In practical terms, a historic window is a wood sash window — usually double-hung — installed before vinyl and aluminum replacement windows became common in the 1960s and 1970s. Most were made from old-growth longleaf pine, a wood species so dense and resin-saturated that it resists rot and insect damage better than almost anything you can buy today. The glass itself is often cylinder glass — hand-blown using a method that produces subtle waves and irregularities no modern float glass can replicate. A small number of specialty manufacturers still produce it: Bendheim sources mouth-blown cylinder glass made in Germany by Glashütte Lamberts, and Restoration Window Glass produces it domestically using the blown cylinder method. But at $28 to $43 per square foot or more — versus roughly $12 for commodity glass — specialty cylinder glass is well beyond most residential budgets. This is exactly why the original glass already in your windows is worth protecting.

How These Windows Work

A double-hung window has two sashes — the upper and lower — that slide vertically within a frame. Each sash is counterbalanced by cast-iron weights hidden in pockets on either side of the frame. Sash cord (historically cotton, now more often nylon or chain) connects the sash to the weights over a pulley. When the cord is intact and the weights are in place, a sash stays wherever you position it — no prop rod required.

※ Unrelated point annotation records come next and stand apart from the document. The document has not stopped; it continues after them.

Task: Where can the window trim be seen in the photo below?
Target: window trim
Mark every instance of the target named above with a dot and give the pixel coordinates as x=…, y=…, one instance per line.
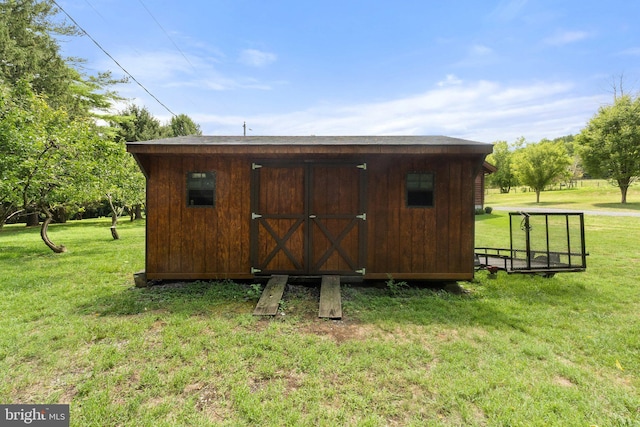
x=408, y=190
x=190, y=179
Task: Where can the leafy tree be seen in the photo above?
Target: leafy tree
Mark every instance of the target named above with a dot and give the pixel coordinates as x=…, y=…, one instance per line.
x=137, y=124
x=29, y=50
x=610, y=143
x=183, y=125
x=501, y=158
x=48, y=159
x=539, y=165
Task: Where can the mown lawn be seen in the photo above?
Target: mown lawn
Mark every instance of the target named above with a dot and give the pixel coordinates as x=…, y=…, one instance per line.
x=598, y=195
x=516, y=350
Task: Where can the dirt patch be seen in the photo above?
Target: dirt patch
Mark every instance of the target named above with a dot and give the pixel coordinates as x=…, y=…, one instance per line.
x=563, y=381
x=341, y=331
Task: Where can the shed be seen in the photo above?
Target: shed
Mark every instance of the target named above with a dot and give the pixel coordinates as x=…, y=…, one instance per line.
x=366, y=206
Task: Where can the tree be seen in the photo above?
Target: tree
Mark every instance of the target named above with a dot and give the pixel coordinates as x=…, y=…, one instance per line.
x=29, y=51
x=501, y=158
x=610, y=143
x=539, y=165
x=183, y=125
x=48, y=159
x=137, y=124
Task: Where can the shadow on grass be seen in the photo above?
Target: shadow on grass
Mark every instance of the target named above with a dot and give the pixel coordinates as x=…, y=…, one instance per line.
x=189, y=298
x=625, y=206
x=500, y=305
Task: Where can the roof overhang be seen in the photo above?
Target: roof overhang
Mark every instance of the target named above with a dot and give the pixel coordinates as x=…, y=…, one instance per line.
x=194, y=145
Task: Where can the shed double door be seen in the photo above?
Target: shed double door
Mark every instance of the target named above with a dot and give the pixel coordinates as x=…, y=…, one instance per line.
x=308, y=219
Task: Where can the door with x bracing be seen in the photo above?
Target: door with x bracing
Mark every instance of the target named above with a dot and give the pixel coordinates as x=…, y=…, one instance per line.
x=308, y=219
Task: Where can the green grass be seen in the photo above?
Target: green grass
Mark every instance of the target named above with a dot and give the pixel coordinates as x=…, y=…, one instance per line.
x=597, y=195
x=516, y=350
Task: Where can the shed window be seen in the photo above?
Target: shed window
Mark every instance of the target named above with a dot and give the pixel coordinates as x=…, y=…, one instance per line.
x=201, y=189
x=420, y=189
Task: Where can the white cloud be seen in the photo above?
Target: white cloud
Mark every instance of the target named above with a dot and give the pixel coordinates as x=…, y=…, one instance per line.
x=632, y=51
x=482, y=110
x=566, y=37
x=161, y=69
x=507, y=10
x=450, y=80
x=480, y=50
x=256, y=58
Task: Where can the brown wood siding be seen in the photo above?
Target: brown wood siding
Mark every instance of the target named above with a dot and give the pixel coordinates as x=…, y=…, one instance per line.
x=479, y=190
x=404, y=242
x=197, y=242
x=415, y=242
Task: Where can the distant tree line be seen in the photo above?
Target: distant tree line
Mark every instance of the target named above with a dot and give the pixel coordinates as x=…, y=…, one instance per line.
x=62, y=146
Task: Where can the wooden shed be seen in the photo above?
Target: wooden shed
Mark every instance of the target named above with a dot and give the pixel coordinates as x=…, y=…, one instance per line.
x=487, y=169
x=365, y=206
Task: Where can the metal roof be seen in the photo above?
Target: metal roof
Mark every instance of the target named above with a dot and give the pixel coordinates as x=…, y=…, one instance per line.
x=426, y=140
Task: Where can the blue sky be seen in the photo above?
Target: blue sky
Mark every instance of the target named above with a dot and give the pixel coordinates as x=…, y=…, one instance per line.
x=482, y=70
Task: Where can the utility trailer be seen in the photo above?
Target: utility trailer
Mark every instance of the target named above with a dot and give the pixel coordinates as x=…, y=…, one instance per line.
x=543, y=243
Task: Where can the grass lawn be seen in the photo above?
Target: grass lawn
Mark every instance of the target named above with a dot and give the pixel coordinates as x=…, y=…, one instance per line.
x=516, y=350
x=597, y=195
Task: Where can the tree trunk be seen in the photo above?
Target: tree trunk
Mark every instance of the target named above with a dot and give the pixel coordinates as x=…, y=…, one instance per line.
x=624, y=186
x=114, y=224
x=114, y=218
x=138, y=212
x=43, y=233
x=32, y=219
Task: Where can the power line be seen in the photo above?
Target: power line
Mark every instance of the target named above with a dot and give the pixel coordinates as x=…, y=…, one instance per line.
x=112, y=58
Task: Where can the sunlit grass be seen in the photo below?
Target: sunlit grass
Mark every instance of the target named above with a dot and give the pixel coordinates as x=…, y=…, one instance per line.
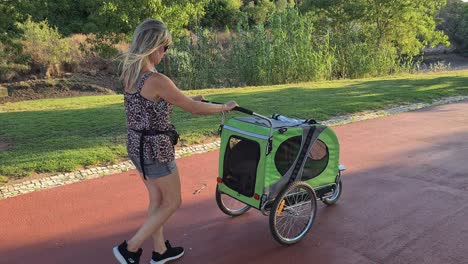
x=58, y=135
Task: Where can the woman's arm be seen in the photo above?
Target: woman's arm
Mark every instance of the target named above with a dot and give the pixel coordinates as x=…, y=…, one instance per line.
x=159, y=85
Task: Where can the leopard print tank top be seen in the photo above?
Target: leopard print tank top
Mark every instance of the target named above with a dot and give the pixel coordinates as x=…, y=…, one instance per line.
x=144, y=114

The glass is set in the sash with glazing compound, a slow-curing putty made with linseed oil and calcium carbonate. This compound seals the glass against water, but it hardens and cracks over time, especially in Louisiana's heat. Cracked glazing compound is one of the most common restoration entry points.

The Baton Rouge Climate Challenge

Louisiana's climate is hard on wood windows. High humidity for most of the year causes wood to expand. Dry winter spells cause it to contract. When windows are poorly maintained — paint fails, glazing compound cracks — water gets in. Water in the wood causes rot, which begins at the sill and bottom rail, where water pools.

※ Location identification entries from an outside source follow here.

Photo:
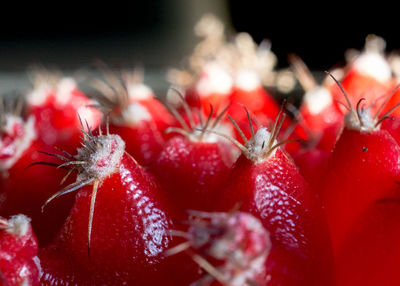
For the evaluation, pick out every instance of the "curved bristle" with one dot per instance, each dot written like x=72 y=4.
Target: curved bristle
x=55 y=155
x=246 y=142
x=72 y=163
x=208 y=267
x=232 y=140
x=67 y=175
x=342 y=89
x=378 y=112
x=68 y=189
x=250 y=123
x=358 y=111
x=186 y=107
x=178 y=117
x=207 y=121
x=386 y=115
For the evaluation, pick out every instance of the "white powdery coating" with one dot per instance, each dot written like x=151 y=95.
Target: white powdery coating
x=89 y=114
x=214 y=80
x=20 y=144
x=373 y=64
x=36 y=260
x=139 y=91
x=105 y=161
x=247 y=80
x=258 y=146
x=317 y=99
x=19 y=225
x=135 y=113
x=241 y=265
x=367 y=123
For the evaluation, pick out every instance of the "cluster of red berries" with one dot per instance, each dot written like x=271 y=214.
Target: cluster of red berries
x=218 y=186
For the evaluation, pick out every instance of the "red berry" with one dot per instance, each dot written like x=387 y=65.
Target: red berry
x=193 y=168
x=119 y=215
x=19 y=264
x=230 y=247
x=24 y=190
x=56 y=108
x=362 y=169
x=266 y=183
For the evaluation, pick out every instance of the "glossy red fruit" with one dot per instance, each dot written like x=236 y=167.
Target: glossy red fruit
x=362 y=168
x=373 y=238
x=118 y=227
x=266 y=183
x=136 y=115
x=231 y=248
x=139 y=130
x=372 y=158
x=57 y=268
x=312 y=164
x=19 y=264
x=369 y=75
x=392 y=125
x=23 y=189
x=56 y=108
x=193 y=168
x=319 y=112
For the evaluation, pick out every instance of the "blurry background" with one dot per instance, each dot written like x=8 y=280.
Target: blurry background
x=159 y=34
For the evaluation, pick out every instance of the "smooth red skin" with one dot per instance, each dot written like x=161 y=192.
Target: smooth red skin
x=324 y=127
x=16 y=254
x=392 y=125
x=269 y=190
x=371 y=251
x=257 y=101
x=193 y=173
x=59 y=270
x=11 y=271
x=129 y=233
x=143 y=141
x=312 y=164
x=393 y=101
x=355 y=179
x=359 y=86
x=161 y=116
x=27 y=189
x=59 y=125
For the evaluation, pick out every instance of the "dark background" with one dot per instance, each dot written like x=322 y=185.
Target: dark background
x=158 y=34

The good news: rot on a wood window is almost always repairable. The old-growth wood in a pre-1940 window will outlast a vinyl replacement window if it is properly maintained.

What Restoration Involves

A full restoration typically follows this sequence: remove the sash from the frame, strip old paint, probe for rot, repair any rot with epoxy consolidant and two-part epoxy filler, re-glaze the glass with fresh linseed oil putty, replace broken sash cords, prime and paint, and add weatherstripping. The result is a window that operates smoothly, seals against drafts, and can last another 50 years with routine maintenance.

Not every window needs a full restoration. A window that is stuck, drafty, or cosmetically rough may only need weatherstripping and a fresh coat of paint. A professional assessment can tell you what each window actually needs rather than applying a single answer to every opening.

Historic Districts and Local Rules

If your home is in a historic district — Beauregard Town, Spanish Town, Mid City, and others in Baton Rouge have historic overlay zoning — replacing original windows with vinyl or aluminum may require approval from the local preservation commission or may be prohibited outright. Restoration is the path of least resistance for owners in regulated districts, and the only path for owners who want to maintain eligibility for state and federal historic tax credits.

What to Expect from an Assessment

A professional assessment should tell you, window by window: what is wrong, what can be repaired, and what would need to be rebuilt. Most historic windows, even ones that look rough, are candidates for restoration rather than replacement.

If your windows are painted shut, will not stay up, rattle in their frames, or have soft sills — those are restoration problems, not replacement problems. Getting them assessed is the first step.